Monday, May 18, 2015

Moneyball Roots on 35th Street


 Yesterday, the White Sox swept the A’s in Oakland for the first time since 1997, or as I told my 23-year old daughter, “when you were six.”  Whatever they’re calling the Oakland Coliseum these days (it now has a dot in its name), the place has been a house of horrors for the Sox.

Last year, the A’s were buyers at the July 31 trade deadline, acquiring pitchers Jon Lester and Jeff Samardzija.  Then, after losing the gimmicky wildcard playoff game to the Royals, they went into classic Billy Beane mode, as the Oakland GM traded away four regulars and Samardzija for prospects.  The results?  The A’s are an embarrassing 13-26, worst in baseball.  (But, yes, I’d still like to get back Josh Phegley and Marcus Semien, even if he does now have 13 errors at short.)

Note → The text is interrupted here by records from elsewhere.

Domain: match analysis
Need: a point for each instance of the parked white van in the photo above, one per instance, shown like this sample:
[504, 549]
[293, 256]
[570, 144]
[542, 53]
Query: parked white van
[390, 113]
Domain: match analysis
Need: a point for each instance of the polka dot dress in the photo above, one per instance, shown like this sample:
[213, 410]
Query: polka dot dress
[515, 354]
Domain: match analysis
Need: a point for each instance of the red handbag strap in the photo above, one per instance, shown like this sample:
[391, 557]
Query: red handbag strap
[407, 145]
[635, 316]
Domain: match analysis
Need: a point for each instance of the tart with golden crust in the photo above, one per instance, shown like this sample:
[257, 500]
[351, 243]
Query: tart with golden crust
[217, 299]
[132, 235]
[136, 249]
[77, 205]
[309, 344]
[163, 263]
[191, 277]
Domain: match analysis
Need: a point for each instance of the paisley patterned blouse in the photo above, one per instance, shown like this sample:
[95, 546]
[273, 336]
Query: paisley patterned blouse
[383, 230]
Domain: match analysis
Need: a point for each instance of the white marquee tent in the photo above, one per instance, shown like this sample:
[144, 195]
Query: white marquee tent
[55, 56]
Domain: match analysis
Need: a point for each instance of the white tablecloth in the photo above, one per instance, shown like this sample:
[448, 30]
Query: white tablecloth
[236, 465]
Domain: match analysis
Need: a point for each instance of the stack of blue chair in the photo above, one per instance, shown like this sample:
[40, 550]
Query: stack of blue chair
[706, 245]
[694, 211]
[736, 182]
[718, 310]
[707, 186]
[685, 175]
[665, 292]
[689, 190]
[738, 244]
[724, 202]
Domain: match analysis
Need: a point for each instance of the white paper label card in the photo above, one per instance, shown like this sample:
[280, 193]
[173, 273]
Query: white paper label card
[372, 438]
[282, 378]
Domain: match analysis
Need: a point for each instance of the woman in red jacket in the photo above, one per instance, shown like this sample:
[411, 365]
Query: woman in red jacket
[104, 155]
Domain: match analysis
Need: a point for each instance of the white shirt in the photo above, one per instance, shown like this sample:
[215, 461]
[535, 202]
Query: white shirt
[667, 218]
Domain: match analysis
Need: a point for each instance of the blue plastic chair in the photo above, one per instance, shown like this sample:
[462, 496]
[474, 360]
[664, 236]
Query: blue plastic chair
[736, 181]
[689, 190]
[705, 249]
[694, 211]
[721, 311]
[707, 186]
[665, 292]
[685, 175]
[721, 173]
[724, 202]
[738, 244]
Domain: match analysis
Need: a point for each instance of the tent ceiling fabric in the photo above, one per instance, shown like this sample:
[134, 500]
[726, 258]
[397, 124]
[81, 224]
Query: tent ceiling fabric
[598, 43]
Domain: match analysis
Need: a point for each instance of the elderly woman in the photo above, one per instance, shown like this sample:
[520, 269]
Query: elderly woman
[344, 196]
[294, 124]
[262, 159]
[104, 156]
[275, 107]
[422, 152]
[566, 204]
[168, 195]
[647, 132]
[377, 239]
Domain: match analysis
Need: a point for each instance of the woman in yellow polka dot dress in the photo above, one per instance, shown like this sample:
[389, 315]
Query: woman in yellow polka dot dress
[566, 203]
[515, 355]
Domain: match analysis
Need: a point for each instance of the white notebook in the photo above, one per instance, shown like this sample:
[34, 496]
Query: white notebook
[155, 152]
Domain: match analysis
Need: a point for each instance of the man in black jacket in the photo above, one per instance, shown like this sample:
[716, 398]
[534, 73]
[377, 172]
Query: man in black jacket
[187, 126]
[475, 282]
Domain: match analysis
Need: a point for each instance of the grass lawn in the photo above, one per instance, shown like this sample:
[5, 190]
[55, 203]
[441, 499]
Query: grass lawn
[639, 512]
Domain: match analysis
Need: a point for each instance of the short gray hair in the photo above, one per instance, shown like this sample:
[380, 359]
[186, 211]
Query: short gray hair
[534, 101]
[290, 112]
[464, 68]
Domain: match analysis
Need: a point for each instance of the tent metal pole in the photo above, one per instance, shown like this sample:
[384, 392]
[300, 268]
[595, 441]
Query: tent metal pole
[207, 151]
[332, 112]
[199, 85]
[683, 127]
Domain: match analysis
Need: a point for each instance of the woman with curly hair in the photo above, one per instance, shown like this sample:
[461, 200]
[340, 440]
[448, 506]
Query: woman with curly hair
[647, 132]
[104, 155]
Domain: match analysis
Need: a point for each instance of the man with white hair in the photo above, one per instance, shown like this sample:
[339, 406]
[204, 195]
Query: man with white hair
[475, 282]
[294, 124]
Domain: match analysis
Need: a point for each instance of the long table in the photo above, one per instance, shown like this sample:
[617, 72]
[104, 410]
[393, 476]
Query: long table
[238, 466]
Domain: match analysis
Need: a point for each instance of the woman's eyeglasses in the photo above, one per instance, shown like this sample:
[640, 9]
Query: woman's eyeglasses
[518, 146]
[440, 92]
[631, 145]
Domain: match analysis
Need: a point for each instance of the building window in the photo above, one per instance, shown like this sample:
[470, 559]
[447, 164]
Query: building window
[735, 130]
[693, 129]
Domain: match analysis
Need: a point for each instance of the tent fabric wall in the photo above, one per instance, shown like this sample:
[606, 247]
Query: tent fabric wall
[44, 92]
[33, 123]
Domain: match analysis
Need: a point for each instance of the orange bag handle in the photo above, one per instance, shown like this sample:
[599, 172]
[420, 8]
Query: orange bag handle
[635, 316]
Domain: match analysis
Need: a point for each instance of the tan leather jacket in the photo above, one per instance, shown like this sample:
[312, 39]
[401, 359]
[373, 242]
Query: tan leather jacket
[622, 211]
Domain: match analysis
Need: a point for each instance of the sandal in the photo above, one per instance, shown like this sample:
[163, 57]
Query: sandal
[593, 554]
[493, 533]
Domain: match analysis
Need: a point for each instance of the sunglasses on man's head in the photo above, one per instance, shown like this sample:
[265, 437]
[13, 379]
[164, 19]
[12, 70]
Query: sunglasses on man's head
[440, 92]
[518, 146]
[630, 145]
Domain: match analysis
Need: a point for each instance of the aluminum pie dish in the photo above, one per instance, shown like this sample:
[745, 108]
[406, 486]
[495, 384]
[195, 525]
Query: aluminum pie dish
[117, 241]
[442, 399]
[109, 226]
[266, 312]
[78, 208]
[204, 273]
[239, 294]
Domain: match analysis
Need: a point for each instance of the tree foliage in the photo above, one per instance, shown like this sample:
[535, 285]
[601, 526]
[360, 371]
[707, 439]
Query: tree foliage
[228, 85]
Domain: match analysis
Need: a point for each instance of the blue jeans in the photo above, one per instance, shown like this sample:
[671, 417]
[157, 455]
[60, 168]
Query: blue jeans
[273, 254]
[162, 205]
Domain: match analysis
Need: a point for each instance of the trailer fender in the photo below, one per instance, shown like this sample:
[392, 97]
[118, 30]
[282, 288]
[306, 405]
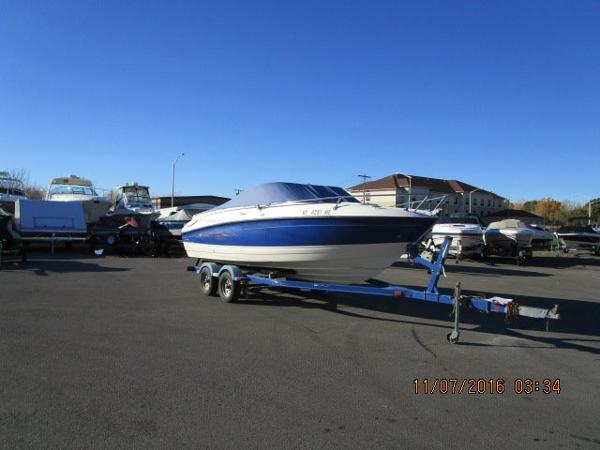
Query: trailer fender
[235, 272]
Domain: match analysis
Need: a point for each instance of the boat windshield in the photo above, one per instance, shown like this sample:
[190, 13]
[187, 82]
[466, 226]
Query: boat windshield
[11, 191]
[136, 194]
[271, 193]
[71, 189]
[467, 220]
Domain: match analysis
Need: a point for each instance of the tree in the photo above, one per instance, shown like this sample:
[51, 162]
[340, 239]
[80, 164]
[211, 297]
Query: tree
[31, 189]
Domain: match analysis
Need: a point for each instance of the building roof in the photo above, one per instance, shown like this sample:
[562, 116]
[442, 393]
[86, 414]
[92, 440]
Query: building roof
[514, 213]
[398, 180]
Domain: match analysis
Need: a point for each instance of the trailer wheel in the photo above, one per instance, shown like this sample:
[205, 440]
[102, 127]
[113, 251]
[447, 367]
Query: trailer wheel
[229, 290]
[208, 283]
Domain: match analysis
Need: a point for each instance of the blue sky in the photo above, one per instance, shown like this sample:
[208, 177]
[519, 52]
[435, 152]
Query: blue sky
[504, 95]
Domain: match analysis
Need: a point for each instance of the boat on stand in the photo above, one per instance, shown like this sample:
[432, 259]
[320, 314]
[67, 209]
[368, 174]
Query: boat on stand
[465, 231]
[77, 189]
[509, 237]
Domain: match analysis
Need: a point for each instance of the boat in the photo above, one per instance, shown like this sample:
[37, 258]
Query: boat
[133, 198]
[77, 189]
[580, 237]
[542, 238]
[167, 227]
[11, 189]
[310, 232]
[466, 233]
[509, 237]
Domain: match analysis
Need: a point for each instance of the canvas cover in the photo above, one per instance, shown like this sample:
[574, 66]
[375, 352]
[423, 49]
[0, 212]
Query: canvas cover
[508, 223]
[269, 193]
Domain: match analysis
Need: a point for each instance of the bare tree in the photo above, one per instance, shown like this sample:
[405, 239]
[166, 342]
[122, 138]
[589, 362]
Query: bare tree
[32, 190]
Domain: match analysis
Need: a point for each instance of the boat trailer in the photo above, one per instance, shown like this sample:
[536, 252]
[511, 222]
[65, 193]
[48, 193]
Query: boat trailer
[230, 282]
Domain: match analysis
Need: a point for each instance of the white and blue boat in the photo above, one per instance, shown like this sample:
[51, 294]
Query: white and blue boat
[314, 233]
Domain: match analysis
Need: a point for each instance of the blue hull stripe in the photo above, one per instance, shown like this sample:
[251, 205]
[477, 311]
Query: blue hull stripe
[312, 231]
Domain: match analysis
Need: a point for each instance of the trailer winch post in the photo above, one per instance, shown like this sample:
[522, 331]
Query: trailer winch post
[454, 335]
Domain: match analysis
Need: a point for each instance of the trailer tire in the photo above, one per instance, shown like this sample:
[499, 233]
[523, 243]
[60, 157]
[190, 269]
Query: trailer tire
[229, 289]
[208, 283]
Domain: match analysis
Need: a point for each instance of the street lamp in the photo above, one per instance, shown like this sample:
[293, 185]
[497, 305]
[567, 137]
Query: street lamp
[409, 187]
[590, 203]
[470, 201]
[173, 179]
[364, 177]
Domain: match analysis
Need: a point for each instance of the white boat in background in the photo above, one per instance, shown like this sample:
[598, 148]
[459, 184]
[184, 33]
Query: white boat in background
[133, 198]
[466, 233]
[314, 233]
[580, 237]
[508, 237]
[542, 238]
[11, 189]
[77, 189]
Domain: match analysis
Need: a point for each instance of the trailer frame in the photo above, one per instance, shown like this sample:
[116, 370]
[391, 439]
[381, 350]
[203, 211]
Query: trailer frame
[231, 282]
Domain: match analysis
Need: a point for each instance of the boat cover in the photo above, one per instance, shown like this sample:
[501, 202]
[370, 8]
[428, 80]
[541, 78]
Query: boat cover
[268, 193]
[508, 223]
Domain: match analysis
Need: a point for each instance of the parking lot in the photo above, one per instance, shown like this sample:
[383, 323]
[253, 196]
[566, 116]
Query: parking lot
[114, 352]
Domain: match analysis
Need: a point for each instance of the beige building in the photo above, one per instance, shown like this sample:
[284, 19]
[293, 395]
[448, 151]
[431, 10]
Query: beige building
[399, 190]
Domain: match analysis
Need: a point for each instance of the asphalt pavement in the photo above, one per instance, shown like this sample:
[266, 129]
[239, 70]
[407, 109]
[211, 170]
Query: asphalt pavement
[114, 352]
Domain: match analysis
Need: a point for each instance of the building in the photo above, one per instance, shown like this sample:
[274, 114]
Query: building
[399, 190]
[165, 202]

Beane’s Moneyball strategy of drafting smart and trading players away before they become free agents has never won him a pennant, let alone a World Series.  More than anything, it reminds me of Bill Veeck’s “rent a player” scheme from the 1970s.  Faced with the impending loss of Rich Gossage and Terry Forster to free agency, Veeck traded them to the Pirates for outfielder Richie Zisk, who had a career year for the Sox in 1977 with 30 home runs and 101 rbi’s, only Zisk also took the free agent’s walk.  For added measure, Veeck traded shortstop Bucky Dent (all together now, Red Sox fans, rhymes with…) to the Yankees for outfielder Oscar Gamble, who bettered Zisk by one homer and followed him out the door at the end of the ’77 season.  The next year, Veeck shipped Brian Downing off to the Angels in exchange for Bobby Bonds.  This time there were no home runs—OK, 2—to delight the man who invented the exploding scoreboard.  Veeck got rid of Bonds before the season was even halfway over.

The moral of the story is you can trade like Bill Veeck or trade like Billy Beane, but trades alone won’t buy you championships or just drafting the right players.  As the song says, no money no funnee.  In this day and age, shoestrings are for shoes, not baseball team budgets.